That memory number is the whole point. Because the CPU and GPU draw from the same pool, you can load a 70B model in full precision without sharding it across cards. No consumer discrete GPU does that. The RTX 5090 caps at 32GB.
So why not just buy one now?
You can. Mini PCs on the same Strix Halo silicon have been shipping for months. The GMKtec EVO-X2 with 96GB of RAM sells for around $2,349, and Framework's 128GB desktop has hovered near $1,999. AMD's first-party box costs more, and the company is betting the difference buys you preinstalled playbooks, ROCm support out of the gate, and dual Windows and Linux booting. The original source pricing this near $1,800 is optimistic; the real floor for a comparable 128GB config is closer to two grand.
The comparison AMD wants you to make is against Nvidia's DGX Spark, which now retails for $4,699. Spark launched at the same $3,999 last year before memory shortages pushed the price up. AMD undercuts it by $700 and adds native Windows. Nvidia counters with a more mature software stack, which for a lot of developers still settles the argument.
The catch nobody puts on the box
Unified memory bandwidth runs around 256 GB/s. Discrete VRAM clears 1,000. So while the Halo can hold a giant model that a 4090 physically can't, it churns through tokens slower. Benchmarks put 70B inference around 14 tokens per second. Fine for tinkering and overnight jobs. Painful if you expected snappy chat. Image generation lands roughly 3 to 4 times slower than a 4090. This is a capacity play, not a speed one, and AMD's own framing leans on memory size rather than throughput for a reason.
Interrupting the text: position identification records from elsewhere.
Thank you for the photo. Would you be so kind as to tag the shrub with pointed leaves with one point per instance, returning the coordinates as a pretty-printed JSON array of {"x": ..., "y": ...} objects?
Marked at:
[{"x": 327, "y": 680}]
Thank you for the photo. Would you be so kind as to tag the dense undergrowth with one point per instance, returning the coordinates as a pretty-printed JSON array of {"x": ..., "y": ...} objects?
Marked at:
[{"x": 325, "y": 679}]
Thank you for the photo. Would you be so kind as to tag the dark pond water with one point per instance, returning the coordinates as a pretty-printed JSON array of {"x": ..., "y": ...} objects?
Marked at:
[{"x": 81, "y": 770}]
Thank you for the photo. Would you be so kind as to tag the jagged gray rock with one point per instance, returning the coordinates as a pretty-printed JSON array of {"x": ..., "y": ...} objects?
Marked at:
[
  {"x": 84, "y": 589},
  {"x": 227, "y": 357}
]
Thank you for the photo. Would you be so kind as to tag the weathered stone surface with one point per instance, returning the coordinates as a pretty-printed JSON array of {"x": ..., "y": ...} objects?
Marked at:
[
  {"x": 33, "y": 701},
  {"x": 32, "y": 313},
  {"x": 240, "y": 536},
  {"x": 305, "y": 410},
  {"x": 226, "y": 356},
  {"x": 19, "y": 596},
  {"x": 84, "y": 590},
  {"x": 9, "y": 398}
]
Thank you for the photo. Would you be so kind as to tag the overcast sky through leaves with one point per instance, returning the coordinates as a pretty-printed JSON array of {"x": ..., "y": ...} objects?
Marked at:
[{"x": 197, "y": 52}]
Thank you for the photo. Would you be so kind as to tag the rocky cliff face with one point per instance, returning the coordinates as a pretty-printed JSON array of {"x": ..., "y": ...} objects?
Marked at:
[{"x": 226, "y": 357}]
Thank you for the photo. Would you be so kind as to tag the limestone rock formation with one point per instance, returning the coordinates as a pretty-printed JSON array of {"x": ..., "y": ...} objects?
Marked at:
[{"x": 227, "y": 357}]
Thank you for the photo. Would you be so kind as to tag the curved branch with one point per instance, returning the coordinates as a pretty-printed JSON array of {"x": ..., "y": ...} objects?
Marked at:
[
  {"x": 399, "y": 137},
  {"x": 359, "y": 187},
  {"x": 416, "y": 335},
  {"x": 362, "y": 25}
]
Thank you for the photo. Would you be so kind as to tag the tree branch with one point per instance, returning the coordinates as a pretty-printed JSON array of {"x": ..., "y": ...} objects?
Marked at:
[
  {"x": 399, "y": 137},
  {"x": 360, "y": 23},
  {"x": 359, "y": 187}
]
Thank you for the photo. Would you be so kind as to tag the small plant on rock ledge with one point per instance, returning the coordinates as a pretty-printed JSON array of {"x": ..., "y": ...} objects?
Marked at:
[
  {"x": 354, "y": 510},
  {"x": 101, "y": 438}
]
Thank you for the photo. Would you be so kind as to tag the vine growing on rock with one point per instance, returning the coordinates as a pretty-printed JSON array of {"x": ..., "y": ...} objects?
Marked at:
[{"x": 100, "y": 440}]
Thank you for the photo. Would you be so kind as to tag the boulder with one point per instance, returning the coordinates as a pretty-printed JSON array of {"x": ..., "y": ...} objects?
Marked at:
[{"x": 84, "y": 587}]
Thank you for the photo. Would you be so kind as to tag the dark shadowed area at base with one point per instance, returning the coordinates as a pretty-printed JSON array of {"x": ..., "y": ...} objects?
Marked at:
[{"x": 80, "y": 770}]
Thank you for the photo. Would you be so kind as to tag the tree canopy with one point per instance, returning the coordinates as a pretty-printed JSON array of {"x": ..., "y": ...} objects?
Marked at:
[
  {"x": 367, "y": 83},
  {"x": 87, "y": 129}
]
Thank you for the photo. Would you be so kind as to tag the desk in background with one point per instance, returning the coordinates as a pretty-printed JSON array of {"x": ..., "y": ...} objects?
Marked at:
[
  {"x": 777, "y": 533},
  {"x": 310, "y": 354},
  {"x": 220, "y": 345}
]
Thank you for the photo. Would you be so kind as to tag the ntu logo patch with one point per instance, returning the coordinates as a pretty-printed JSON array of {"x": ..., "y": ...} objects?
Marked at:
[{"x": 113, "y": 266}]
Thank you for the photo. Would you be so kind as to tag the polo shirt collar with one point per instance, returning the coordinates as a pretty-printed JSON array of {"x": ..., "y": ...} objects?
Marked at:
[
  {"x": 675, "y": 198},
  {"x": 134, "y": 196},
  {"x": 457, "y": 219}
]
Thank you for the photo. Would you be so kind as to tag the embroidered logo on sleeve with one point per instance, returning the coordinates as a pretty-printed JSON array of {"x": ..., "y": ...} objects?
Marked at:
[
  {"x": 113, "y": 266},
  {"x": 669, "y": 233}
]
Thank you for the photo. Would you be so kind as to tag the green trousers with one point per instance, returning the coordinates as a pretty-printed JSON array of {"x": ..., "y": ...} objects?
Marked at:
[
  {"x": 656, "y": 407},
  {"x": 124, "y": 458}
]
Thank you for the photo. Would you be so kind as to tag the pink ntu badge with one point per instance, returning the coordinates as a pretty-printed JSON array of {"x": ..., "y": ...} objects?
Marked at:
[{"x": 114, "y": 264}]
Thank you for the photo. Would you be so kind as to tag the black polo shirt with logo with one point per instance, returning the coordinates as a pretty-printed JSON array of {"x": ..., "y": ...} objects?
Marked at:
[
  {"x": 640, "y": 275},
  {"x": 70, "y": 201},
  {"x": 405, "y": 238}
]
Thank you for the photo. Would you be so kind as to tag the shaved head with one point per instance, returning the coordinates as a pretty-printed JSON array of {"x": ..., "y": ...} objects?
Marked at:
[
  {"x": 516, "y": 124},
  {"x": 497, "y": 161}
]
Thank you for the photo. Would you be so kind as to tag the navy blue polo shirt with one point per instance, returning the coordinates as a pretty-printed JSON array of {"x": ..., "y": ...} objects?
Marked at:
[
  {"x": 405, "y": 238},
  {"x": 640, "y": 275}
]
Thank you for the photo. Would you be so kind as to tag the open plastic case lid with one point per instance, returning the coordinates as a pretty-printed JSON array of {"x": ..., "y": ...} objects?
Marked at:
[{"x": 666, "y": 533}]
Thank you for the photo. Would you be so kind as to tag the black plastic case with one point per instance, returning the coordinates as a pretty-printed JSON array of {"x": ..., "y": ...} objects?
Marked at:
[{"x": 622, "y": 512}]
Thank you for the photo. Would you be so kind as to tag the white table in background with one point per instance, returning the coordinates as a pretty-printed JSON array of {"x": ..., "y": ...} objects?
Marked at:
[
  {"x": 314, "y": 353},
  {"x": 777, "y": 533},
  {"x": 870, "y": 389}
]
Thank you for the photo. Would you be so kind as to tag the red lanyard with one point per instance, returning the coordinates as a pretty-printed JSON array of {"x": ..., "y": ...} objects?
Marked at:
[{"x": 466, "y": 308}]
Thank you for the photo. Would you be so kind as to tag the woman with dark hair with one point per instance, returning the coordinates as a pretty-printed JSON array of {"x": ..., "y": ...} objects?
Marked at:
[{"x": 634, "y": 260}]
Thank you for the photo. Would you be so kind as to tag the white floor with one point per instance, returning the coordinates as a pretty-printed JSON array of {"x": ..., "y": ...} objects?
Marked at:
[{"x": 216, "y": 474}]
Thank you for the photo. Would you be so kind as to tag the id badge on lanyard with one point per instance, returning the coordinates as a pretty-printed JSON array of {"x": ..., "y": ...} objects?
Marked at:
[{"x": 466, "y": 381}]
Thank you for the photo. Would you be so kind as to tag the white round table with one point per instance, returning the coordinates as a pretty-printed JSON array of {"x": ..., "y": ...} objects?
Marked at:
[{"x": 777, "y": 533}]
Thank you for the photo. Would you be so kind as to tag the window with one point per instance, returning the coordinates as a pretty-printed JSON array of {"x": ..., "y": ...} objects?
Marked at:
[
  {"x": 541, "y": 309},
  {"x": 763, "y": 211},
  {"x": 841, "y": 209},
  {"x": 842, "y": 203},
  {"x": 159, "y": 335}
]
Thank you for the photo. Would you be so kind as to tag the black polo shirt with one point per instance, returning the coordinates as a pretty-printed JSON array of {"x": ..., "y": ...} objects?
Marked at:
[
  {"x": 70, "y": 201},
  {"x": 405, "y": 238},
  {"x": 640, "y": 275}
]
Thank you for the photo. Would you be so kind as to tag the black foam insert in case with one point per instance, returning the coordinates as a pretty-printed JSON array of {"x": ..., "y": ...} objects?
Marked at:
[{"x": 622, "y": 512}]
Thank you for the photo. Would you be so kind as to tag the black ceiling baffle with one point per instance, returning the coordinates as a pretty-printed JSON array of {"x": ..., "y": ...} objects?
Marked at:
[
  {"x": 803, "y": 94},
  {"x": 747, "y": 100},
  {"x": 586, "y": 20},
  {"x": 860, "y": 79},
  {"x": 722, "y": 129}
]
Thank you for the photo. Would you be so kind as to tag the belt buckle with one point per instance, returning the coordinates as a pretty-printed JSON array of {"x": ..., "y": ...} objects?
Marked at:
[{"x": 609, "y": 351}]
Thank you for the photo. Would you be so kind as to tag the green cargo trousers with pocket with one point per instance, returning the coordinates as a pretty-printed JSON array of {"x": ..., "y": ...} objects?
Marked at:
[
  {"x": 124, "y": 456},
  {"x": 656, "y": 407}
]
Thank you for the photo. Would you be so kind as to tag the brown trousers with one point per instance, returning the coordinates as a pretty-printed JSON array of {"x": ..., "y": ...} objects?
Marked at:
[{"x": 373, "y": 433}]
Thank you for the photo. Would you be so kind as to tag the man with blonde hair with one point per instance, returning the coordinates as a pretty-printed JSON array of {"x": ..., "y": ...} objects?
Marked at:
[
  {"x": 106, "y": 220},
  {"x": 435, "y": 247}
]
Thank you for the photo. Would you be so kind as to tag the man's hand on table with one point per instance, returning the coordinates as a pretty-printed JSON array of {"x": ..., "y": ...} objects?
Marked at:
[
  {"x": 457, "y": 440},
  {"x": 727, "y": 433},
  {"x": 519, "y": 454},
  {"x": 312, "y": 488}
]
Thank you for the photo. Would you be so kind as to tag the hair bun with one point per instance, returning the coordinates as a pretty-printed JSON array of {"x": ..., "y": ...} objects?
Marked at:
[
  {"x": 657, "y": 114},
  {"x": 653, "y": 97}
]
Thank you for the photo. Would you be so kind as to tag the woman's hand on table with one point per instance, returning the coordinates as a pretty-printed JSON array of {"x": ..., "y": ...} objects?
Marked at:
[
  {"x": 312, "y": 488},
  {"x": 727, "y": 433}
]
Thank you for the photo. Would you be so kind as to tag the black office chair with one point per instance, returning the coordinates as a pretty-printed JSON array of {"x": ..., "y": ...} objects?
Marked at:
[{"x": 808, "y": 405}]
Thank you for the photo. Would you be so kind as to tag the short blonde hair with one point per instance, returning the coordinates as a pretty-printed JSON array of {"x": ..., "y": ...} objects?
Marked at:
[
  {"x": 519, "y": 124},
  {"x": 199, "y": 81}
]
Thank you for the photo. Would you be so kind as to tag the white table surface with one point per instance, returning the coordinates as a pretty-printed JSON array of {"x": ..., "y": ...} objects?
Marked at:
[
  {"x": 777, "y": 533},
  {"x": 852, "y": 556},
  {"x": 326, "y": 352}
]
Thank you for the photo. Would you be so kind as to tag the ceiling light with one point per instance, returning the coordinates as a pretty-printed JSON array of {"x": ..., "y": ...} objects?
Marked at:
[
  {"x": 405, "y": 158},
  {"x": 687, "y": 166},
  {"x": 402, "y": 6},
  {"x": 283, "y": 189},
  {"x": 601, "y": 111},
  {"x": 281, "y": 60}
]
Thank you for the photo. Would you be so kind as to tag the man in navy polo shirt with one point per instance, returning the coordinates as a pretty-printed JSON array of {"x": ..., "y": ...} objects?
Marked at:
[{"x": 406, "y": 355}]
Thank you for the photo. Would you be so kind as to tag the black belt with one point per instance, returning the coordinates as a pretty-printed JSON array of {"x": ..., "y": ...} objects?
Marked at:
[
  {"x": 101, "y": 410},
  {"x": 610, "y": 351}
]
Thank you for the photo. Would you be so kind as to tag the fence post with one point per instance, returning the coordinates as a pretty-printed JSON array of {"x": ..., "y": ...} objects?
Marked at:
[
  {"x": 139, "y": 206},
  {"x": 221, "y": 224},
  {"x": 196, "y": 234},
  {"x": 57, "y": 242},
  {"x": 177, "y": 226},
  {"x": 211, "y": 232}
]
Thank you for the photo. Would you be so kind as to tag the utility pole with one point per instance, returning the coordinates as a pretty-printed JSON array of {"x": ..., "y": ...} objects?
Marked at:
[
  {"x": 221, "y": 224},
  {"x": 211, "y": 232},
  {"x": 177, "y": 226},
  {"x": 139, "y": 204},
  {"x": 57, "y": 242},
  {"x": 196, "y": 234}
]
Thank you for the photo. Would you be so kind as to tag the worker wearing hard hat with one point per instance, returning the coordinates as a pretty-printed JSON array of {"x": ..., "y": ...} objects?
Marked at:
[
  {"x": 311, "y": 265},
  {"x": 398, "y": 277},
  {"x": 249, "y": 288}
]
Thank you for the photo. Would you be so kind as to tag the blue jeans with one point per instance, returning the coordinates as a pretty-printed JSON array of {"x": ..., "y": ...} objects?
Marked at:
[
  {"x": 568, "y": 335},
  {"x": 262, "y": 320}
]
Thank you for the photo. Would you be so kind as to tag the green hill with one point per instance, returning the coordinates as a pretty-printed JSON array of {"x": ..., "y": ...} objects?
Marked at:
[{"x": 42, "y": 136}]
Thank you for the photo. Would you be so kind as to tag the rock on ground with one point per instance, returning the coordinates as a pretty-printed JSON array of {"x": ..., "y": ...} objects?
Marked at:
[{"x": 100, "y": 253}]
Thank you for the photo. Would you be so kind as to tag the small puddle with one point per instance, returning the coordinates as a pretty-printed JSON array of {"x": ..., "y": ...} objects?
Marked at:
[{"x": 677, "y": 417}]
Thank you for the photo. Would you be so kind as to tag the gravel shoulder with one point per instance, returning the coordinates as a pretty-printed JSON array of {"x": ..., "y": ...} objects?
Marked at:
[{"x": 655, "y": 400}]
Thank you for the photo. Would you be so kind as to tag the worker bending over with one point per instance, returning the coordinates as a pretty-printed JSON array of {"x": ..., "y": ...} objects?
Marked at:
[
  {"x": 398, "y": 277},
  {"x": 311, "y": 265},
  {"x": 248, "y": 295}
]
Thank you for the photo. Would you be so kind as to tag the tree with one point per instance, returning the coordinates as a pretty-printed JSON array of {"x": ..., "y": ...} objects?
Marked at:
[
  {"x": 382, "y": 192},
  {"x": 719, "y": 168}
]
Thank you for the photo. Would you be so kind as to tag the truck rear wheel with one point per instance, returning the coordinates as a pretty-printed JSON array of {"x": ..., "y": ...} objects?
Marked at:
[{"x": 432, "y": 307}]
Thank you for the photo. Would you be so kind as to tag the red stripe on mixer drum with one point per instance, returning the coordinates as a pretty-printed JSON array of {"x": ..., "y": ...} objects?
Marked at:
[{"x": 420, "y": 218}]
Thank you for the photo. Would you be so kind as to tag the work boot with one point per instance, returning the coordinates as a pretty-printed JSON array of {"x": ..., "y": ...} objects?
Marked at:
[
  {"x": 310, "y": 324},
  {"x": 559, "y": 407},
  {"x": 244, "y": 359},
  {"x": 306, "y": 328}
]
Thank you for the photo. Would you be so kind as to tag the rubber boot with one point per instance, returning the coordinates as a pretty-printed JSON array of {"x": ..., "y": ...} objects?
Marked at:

The Russian-language report that surfaced this also said AMD demoed Qwen3-235B on the device. I couldn't confirm that specific model in AMD's materials, which cite a different benchmark set, so treat it as unverified.
Pre-orders are live now at Micro Center for both the Linux and Windows editions at the same $3,999.99. No firm delivery date yet, though Micro Center listed local pickup for July 10.